Neste ano, um grupo de cientistas da Universidade de Princeton, nos Estados Unidos, finalmente foi capaz de resolver o mistério da nebulosa.

“Estávamos observando uma noite com um espectrógrafo (aparelho que analisa o comprimento de ondas de luz por meio de imagens) que havíamos acabado de construir, quando recebemos a mensagem de colegas que estavam estudando um objeto peculiar, composto de uma nebulosa gasosa em expansão rápida a partir de uma estrela central”, afirmou Guomundur Stefansson, cientista coautor do artigo científico sobre a descoberta.”Como ele se formou? Quais são as propriedades da estrela no centro? Ficamos empolgados para resolver o mistério”, afirmou.
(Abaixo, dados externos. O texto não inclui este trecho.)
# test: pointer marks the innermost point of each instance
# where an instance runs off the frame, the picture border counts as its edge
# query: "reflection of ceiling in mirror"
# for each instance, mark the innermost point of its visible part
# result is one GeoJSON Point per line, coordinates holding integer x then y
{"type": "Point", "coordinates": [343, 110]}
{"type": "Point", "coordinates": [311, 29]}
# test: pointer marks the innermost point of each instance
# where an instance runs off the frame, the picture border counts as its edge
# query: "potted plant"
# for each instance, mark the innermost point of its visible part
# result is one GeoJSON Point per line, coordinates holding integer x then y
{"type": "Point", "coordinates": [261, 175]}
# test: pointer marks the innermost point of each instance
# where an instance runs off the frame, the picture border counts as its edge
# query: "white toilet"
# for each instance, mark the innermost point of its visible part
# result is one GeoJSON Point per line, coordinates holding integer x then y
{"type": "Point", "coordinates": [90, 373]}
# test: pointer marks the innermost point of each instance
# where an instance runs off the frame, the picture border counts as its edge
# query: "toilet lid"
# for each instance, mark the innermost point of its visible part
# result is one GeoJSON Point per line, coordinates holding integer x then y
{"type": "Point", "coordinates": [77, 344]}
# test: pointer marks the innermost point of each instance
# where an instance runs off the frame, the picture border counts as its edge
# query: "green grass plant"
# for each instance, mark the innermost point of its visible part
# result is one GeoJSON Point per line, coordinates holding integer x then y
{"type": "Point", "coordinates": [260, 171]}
Segundo a pesquisa, a Nebulosa de Anel Azul é uma fusão de um sistema binário (composto por apenas duas estrelas) onde um sol, de massa maior, atraiu uma estrela de massa menor para o seu interior após tornar-se um super gigante. Os anéis azuis característicos seriam o material de formação da estrela menor, sendo expelido em formato de cone, em direções opostas ao centro gravitacional, para o espaço. A força da fusão faz com que as duas extremidades do cone flutuem ao redor do objeto central.